朧 な る








「散歩?」
 頭の上方からふいに知らぬ声をかけられ慌てて振りかえれば、道路脇に延々とのびる高い塀の角になったその上に、少年が一人腰掛けて笑っていた。
 おそらくは十三、四ばかり。とっくに日付の変わった時間に外をふらついていい年齢ではない。
 私はいささかの狼狽をとっさに取り繕い、眉を顰めた。
「こんな時間に子どもが何をしている。さっさと家に帰りなさい」
 分別らしい言い方がおかしかったのだろうか、少年はすっと口の端をひいた。微笑みと呼ぶに違いないその表情、だが。
 背筋がそそけだった。
 どうしてなのだろう。子どもにすぎないではないか。しかしついさっきまでの幼くさえ見えていた彼が、するりと変貌したように感じられ、視線はつい路面を彷徨う。
 影が奇妙に濃い。
 都会の夜は明るく、暗い。住宅地でもそれは変わりない。規則的に並ぶ街灯が人気無い道々を白々と曝け出し、いつ訪れるか知れぬ客を待って自動販売機は商品を眩しく照らし続ける。就寝時間を過ぎた家の玄関では常夜灯がひっそり朝を待っている。
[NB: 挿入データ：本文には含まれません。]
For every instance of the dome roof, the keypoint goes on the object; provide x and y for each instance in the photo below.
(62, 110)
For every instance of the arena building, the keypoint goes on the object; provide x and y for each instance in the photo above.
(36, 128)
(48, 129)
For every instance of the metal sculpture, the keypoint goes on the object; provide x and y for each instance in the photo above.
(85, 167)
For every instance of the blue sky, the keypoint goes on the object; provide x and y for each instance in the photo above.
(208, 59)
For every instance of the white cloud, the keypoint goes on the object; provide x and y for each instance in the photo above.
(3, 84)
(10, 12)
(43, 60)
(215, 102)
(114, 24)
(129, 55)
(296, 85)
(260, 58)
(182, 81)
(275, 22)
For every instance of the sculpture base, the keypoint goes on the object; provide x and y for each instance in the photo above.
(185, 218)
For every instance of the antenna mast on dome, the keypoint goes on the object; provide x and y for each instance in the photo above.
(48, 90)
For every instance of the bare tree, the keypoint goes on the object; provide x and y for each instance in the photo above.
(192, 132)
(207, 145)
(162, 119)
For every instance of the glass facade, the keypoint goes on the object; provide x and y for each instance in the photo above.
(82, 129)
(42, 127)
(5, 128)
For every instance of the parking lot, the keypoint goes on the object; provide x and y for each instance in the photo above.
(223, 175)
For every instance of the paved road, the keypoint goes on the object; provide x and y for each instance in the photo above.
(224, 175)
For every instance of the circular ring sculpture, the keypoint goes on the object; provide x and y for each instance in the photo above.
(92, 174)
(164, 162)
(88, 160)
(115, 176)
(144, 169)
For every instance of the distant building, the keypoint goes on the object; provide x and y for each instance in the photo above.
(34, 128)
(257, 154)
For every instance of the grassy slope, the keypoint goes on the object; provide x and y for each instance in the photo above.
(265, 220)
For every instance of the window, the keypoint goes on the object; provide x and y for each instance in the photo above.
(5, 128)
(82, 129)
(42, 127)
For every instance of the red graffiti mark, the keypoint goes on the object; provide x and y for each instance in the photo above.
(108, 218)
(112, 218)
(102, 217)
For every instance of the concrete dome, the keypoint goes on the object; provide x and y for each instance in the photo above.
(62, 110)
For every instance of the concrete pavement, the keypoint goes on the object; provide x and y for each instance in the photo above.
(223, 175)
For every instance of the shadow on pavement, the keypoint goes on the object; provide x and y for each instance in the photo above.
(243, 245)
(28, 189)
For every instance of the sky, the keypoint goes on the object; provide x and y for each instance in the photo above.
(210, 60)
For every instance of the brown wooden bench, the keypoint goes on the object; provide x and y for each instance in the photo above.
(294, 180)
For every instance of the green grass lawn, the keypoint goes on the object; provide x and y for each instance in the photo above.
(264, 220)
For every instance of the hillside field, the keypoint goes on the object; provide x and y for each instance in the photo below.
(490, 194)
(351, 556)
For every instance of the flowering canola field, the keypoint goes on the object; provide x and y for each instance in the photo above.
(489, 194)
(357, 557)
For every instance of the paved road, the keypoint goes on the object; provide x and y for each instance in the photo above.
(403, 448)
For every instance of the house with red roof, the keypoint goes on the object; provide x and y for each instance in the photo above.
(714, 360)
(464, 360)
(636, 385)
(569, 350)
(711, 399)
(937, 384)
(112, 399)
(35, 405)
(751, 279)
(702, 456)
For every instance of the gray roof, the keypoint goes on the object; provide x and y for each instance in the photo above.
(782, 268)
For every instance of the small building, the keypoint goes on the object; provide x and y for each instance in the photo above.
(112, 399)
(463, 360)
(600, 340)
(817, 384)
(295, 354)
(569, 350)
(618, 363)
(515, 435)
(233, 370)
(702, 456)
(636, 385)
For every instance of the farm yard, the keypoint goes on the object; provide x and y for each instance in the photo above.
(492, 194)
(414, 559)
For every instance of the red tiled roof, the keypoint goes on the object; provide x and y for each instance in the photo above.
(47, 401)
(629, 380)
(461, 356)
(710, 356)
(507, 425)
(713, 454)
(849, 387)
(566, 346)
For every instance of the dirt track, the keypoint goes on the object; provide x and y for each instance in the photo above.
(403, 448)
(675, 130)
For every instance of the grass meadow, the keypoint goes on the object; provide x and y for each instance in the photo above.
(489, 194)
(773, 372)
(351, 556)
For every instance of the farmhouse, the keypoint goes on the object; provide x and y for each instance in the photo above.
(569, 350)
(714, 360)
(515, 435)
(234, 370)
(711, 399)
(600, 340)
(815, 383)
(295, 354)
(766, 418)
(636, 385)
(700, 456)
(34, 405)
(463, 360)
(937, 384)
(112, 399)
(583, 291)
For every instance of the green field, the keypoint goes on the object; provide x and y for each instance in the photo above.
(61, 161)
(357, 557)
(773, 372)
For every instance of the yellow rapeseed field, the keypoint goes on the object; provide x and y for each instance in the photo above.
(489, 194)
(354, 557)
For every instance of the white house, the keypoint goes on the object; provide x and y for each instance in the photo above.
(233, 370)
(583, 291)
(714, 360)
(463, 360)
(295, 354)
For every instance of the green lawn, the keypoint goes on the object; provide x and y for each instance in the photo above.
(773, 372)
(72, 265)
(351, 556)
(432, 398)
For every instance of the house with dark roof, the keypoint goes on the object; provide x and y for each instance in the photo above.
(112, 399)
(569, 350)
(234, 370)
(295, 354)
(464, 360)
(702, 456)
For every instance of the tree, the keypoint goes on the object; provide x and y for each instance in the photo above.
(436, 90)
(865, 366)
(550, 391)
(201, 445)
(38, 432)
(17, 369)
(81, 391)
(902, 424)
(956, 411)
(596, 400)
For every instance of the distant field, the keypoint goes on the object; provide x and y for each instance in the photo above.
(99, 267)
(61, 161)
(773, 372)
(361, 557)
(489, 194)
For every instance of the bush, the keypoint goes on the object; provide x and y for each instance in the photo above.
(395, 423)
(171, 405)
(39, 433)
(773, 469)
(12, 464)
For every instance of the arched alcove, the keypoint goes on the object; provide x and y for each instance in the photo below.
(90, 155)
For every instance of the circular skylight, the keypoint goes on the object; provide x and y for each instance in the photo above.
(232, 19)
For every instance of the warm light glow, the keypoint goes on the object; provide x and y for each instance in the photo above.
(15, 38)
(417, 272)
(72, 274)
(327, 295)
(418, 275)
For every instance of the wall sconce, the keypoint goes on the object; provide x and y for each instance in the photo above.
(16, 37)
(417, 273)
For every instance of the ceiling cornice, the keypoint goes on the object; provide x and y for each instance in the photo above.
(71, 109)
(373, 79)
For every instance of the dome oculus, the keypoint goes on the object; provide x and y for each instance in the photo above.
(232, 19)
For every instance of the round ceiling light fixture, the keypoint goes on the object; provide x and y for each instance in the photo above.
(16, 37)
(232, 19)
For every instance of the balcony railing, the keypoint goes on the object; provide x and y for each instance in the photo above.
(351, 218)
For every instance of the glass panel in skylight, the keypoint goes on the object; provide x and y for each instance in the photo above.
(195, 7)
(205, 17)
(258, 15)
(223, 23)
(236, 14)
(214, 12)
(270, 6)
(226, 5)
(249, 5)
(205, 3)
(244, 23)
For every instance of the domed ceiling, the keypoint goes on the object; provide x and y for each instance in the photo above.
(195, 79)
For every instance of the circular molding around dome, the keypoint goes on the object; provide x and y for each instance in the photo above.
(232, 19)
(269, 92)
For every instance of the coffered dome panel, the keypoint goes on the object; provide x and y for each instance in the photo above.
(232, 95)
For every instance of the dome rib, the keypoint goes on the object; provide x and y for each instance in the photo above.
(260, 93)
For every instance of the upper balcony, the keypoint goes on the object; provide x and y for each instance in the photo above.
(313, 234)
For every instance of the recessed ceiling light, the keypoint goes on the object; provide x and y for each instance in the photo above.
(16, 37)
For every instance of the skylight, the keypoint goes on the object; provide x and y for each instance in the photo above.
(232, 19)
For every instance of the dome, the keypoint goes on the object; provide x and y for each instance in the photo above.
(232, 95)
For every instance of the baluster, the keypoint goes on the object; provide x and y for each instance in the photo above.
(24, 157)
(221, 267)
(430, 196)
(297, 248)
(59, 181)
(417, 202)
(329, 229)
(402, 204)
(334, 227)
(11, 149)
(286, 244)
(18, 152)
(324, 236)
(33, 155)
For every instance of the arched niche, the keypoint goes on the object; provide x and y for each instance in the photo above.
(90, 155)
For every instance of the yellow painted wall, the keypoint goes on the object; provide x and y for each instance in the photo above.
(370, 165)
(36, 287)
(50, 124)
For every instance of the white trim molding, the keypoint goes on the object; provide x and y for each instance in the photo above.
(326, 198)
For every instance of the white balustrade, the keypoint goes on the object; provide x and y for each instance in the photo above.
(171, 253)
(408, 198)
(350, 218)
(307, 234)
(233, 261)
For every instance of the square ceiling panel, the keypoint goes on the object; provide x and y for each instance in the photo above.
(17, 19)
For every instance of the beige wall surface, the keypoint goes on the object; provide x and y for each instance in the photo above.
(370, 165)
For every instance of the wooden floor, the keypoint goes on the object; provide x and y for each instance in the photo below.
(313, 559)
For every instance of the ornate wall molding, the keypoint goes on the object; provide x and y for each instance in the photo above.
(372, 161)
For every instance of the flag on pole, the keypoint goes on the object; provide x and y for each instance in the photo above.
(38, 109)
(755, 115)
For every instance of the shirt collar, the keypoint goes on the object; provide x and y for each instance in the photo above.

 だが街灯の真下に立てば、人工の光が切り離した夜を見通すことは難しい。立つ場所が明るければ一層、ただただ暗く閉ざされて見えぬ。
 ちょうど四辻の中央に立ち、四方の街灯から集まる光に足元から四方にのびる輪郭のくっきりとした影も、なおさらに闇を感じさせるもので。
「あなたこそ、何をしているの、こんな時間に、こんな場所で」
 足をぶらつかせながら、少年は問いかけてきた。幼児にでも尋ねるような口調に不快さを隠さぬまま答えずにいると、わからぬ人だな、と小さく呟き、
「ねえ。ボクは、ここにいる理由があるけれど、あなたにはそれがあるの? 無いのなら、早々に、自分の縄張りへ帰るのが、一番だよ」
「私のことなど関係ない、大人なんだから。さあ、君みたいな子どもが夜遊びなんかしてるんじゃない、危ないだろう」
「それって、あなたみたいな人がいるから?」
 ぎょっと頬が引き攣る。少年はおかしそうに小さく笑い、ぴんと指先まで伸ばした手のひらをほっそりとしたむき出しの首の前で水平に振った。
「何を言って…」
 私の言葉など待たず、彼は喉をのけぞらせて空を見上げた。
「きれいな月だね。満月だ。統計的に見ると、満月の夜には犯罪が多いんだって。知ってた?」
 その、まるで何かを見通しているかのような台詞、急激に鼓動は加速し、握りこんだ手のひらはじっとりと汗ばみ、無意識に握りこんだコートの胸元がぐしゃりと皺を作った。おかしな子どもの戯言をただ笑えばいいのだと、思いながらもそれができない。
 ふわりと少年は腕を持ち上げた。ゆったりした袖口が落ち、肘までむき出しになった腕は細く、白い。魚の腹のように。
「理由は別々でも、月光を不吉なものとして避ける風習や迷信が、昔から世界中にあるんだよ。不思議だと思わない? こんなにきれいなものが、どうして狂気と結びつけて語られるのか」
 天空に向かって差し伸べられた少年の指先が、はるか彼方にあるはずの月にむかってまるで戯れかかるかのようにひらひらとゆれ、その輪郭をそっと撫でる。その一瞬、細かな光片が月からこすり落とされたかのように散った。
 そんなことはあり得ぬ、見間違いだ。そう思おうとする私の心の内が見えているのだと言わんばかりに笑み、少年は指先に真っ赤な唇を寄せた。
「ねえ。一見ばかばかしいようなことでも、長く忌避されてたことには何か理由があるってこと、無いわけじゃないんだよ。知ってた?」
 唐突に、明かりが落ちた。周囲の街灯が、自動販売機が、門灯が、人工的に光を放つすべての物が力を失い、夜の暗闇にあらゆるものが飲み込まれた。
 けれど。
 少年は、そこに。はっきりとそこにいるのが見えた。いくら満月とはいえ、それはあまりにも…
「……ほら、時間だ。せっかく教えてあげたのに」
 その少年の言葉とともに、何故かすいっと指先が伸ばされて足元を見るよう促し、抗いようもなく誘われるまま目を向ければ。
 私の足元には、闇が。
 一度として目にしたことのない、あり得ようもないほどに濃密で深く暗く、そして艶やかな漆黒の暗闇が、凝り、息づいていた。
 それはひたりと私を見据え。
 にたり、と。
「あ〜あ。すっかり興奮しちゃってる。こんな時間に、こんな場所で、そんなふうに血の匂いなんかさせてるから」
 はっと見上げれば少年の身体は少しずつまとう光を強くして、月を背に、その輪郭は朧になり。
 足元から体内を貫きぬけていくように激しい風が猛々しく唸って吹き上げ。


 最期に目にしたのは、私を飲みこんだ何かを通して淡く朧なる、深淵の月。